Exploration, Exploitation, and a Little Bit of State - DLS Talk by Robert Kleinberg (Cornell University)


MacLeod Building (2356 Main Mall), Room 228


Learning and decision-making problems often boil down to a balancing act between exploring new possibilities and exploiting the best known one. For more than fifty years, the multi-armed bandit problem has been the predominant theoretical model for investigating these issues. By boiling the exploration-exploitation dilemma down to its essence --- in which past choices only influence future ones via the information the learner obtains --- the basic multi-armed bandit model fails to capture the process of learning in stateful environments where past choices may limit the learner's future options or influence their expected values, as often happens in applications. In full generality these stateful learning problems are computationally hard, but we have taken some initial steps towards identifying practical and efficiently solvable (or approximable) special cases. I will report on this progress and speculate on what challenges lie ahead.

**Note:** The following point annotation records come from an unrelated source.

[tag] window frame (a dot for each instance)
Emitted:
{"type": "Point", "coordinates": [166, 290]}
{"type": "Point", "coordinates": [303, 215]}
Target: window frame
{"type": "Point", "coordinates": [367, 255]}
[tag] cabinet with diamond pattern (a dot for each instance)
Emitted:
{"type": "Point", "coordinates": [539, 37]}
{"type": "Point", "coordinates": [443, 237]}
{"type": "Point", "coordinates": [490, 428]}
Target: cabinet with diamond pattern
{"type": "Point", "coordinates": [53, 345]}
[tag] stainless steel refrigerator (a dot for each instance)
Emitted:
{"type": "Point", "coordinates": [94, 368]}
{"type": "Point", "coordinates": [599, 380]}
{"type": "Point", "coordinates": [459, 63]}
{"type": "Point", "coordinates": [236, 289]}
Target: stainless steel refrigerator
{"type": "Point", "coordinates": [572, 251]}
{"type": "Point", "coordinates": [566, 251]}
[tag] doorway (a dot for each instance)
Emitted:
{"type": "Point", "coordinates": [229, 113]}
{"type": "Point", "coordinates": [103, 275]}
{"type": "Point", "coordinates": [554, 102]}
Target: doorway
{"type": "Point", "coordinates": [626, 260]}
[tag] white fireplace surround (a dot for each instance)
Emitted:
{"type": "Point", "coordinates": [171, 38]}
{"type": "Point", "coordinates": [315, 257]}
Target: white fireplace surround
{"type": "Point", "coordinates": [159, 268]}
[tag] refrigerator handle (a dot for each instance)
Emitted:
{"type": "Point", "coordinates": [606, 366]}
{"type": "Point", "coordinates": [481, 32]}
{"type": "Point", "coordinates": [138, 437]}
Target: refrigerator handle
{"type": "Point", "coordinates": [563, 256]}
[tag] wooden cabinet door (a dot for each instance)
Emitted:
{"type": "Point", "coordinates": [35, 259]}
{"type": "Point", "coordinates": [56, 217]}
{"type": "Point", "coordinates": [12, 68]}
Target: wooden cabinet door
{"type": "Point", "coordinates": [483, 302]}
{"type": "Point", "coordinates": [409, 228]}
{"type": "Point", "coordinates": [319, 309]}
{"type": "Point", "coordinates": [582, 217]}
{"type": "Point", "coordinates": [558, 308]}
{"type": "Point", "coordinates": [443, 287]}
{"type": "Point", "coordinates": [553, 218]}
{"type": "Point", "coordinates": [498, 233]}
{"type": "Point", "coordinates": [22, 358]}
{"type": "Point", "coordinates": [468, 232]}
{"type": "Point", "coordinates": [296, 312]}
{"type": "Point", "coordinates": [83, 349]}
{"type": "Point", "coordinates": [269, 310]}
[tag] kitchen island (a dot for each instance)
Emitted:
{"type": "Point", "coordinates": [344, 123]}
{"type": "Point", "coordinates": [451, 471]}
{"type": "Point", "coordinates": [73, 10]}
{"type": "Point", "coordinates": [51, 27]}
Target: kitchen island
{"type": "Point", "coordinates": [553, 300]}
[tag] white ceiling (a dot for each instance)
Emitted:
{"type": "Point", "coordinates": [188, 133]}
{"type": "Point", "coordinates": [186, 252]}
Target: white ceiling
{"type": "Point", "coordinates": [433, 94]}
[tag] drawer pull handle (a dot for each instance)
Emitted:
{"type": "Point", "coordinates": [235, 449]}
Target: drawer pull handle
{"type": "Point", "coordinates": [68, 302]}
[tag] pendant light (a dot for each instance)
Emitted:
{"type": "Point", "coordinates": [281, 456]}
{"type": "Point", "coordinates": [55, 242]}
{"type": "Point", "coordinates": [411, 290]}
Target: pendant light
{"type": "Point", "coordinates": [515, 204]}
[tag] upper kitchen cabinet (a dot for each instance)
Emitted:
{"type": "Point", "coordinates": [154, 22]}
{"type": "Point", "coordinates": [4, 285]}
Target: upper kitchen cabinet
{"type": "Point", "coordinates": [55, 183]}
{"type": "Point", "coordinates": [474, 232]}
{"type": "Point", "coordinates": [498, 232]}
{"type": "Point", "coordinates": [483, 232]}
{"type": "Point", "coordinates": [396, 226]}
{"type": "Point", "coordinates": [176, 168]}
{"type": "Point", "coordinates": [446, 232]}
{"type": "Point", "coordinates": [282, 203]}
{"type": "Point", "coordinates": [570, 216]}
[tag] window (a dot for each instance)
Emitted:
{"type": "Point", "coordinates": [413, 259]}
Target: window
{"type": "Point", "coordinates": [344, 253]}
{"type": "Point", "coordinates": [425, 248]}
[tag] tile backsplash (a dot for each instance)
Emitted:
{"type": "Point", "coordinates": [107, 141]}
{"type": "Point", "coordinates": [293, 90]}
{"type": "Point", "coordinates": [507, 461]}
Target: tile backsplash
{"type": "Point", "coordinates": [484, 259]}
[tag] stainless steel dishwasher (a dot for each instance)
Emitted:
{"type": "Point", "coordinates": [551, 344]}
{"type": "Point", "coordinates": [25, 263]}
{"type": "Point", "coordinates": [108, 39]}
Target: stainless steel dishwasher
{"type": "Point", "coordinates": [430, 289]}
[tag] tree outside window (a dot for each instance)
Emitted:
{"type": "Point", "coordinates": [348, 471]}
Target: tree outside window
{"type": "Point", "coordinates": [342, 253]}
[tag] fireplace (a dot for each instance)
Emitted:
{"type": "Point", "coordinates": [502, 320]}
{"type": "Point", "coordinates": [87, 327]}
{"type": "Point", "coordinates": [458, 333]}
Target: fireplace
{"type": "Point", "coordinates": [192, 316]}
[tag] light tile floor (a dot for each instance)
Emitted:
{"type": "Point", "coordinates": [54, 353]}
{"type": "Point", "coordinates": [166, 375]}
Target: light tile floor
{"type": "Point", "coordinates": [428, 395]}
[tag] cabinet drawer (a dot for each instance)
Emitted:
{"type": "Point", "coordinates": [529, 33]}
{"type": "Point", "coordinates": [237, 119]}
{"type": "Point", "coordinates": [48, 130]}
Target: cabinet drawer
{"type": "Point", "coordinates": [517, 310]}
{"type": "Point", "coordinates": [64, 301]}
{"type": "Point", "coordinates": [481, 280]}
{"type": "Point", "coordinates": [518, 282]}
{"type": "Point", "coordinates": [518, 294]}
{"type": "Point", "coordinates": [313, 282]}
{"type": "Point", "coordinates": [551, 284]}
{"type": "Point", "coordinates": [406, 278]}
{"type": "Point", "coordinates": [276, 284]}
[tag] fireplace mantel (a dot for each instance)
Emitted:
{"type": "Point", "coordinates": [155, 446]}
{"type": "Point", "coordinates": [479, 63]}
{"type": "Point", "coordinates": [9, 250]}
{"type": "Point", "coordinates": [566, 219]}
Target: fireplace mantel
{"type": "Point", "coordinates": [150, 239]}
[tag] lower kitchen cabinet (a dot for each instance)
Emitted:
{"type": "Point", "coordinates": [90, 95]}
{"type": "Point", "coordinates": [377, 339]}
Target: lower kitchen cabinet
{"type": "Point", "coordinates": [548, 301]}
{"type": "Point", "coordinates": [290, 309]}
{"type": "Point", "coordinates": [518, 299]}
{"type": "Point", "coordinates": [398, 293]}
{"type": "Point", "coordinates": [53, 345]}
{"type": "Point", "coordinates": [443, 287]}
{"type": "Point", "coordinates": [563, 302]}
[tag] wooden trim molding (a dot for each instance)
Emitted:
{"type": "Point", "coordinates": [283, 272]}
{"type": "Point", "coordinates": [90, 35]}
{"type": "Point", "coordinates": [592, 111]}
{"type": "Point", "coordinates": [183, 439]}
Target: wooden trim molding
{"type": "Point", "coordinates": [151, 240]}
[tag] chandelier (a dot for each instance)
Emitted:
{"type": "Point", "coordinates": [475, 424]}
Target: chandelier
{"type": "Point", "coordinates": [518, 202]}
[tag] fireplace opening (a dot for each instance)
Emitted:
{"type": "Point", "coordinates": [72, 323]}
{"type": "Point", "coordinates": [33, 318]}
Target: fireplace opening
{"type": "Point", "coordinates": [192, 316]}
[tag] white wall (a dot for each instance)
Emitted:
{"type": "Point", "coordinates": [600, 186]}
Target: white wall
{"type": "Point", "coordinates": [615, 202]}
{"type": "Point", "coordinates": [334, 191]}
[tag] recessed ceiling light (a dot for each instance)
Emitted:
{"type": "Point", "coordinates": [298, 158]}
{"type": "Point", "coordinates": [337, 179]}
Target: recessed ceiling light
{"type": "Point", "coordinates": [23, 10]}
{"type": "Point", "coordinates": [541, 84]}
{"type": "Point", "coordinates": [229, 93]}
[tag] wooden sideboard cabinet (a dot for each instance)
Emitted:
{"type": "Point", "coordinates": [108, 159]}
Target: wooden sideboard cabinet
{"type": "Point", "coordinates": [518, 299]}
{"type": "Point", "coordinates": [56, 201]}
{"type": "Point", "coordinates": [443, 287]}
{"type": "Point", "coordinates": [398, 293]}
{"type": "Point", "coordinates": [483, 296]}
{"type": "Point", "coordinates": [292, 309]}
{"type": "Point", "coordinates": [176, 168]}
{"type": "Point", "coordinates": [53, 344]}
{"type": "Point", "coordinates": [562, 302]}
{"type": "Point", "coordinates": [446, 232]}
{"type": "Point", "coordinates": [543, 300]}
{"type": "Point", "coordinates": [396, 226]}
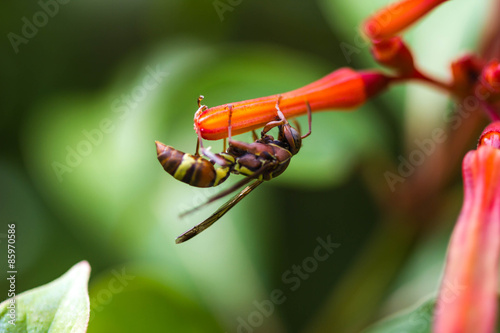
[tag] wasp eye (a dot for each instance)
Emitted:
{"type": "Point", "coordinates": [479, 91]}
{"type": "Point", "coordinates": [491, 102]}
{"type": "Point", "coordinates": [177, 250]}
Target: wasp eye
{"type": "Point", "coordinates": [293, 139]}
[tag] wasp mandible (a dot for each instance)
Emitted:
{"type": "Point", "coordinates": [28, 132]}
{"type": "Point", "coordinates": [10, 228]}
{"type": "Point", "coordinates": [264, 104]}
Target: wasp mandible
{"type": "Point", "coordinates": [264, 159]}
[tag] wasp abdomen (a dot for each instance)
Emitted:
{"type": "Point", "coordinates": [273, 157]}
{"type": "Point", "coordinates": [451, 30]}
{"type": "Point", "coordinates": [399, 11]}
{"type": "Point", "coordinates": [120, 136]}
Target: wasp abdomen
{"type": "Point", "coordinates": [190, 169]}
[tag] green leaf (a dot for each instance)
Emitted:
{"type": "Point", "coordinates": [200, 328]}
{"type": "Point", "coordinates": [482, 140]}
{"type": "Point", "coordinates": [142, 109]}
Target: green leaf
{"type": "Point", "coordinates": [418, 320]}
{"type": "Point", "coordinates": [59, 306]}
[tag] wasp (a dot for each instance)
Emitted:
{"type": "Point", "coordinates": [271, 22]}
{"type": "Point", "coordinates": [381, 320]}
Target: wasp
{"type": "Point", "coordinates": [262, 160]}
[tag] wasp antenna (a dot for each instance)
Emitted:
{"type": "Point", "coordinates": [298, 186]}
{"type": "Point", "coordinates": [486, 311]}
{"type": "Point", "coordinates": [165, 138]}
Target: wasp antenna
{"type": "Point", "coordinates": [199, 100]}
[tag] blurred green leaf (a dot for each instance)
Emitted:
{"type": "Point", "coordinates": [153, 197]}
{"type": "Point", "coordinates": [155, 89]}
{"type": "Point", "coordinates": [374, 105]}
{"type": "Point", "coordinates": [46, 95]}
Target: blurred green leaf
{"type": "Point", "coordinates": [59, 306]}
{"type": "Point", "coordinates": [418, 320]}
{"type": "Point", "coordinates": [124, 300]}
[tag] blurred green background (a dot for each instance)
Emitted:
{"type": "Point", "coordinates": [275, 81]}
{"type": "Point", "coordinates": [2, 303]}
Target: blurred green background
{"type": "Point", "coordinates": [80, 179]}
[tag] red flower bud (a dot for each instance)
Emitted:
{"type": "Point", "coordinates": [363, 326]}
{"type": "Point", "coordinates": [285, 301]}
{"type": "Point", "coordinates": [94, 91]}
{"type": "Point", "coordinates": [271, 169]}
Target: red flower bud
{"type": "Point", "coordinates": [465, 72]}
{"type": "Point", "coordinates": [491, 136]}
{"type": "Point", "coordinates": [392, 19]}
{"type": "Point", "coordinates": [490, 76]}
{"type": "Point", "coordinates": [393, 53]}
{"type": "Point", "coordinates": [467, 299]}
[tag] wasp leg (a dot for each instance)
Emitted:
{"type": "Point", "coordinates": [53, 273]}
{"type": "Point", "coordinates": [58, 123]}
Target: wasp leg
{"type": "Point", "coordinates": [309, 119]}
{"type": "Point", "coordinates": [281, 119]}
{"type": "Point", "coordinates": [254, 136]}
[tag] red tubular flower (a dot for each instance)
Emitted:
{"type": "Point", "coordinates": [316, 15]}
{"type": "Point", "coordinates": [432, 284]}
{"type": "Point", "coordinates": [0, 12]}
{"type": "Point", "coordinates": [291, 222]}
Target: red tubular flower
{"type": "Point", "coordinates": [392, 19]}
{"type": "Point", "coordinates": [393, 53]}
{"type": "Point", "coordinates": [468, 296]}
{"type": "Point", "coordinates": [343, 88]}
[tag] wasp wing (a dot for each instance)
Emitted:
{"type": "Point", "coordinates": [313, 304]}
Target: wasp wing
{"type": "Point", "coordinates": [229, 190]}
{"type": "Point", "coordinates": [218, 214]}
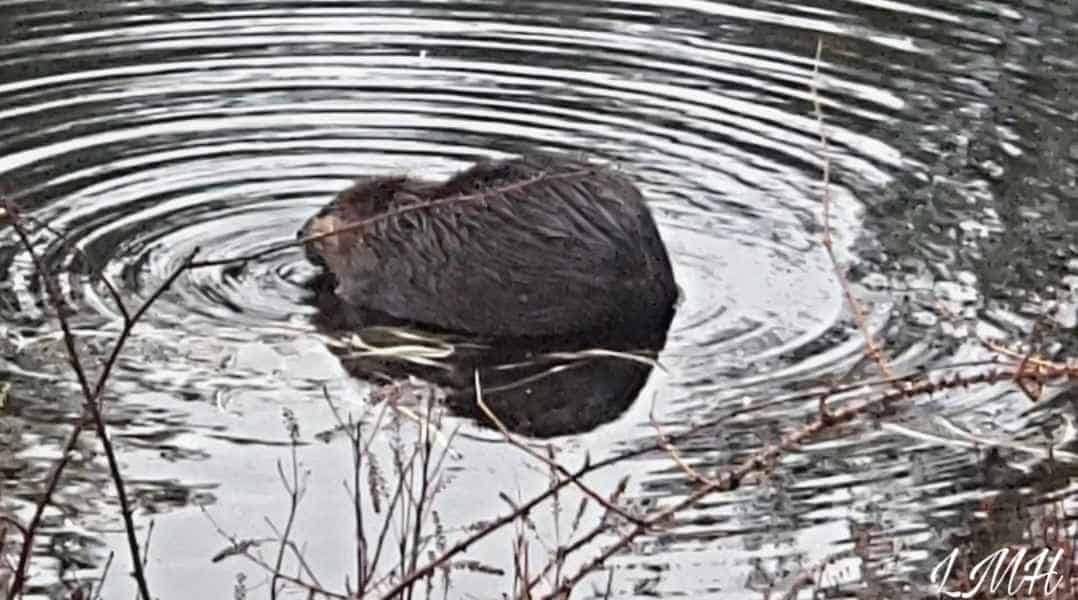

Bobby Kleinberg is a Professor of Computer Science at Cornell University. His research pertains to the design and analysis of algorithms and their applications to machine learning, economics, networking, and other areas. Prior to receiving his doctorate from MIT in 2005, Kleinberg spent three years at Akamai Technologies; he and his co- workers received the 2018 SIGCOMM Networking Systems Award for pioneering the world's first and largest Internet content distribution network. He is also the recipient of a Microsoft Research New Faculty Fellowship, an Alfred P. Sloan Foundation Fellowship, and an NSF CAREER Award.

Host: Hu Fu, UBC Computer Science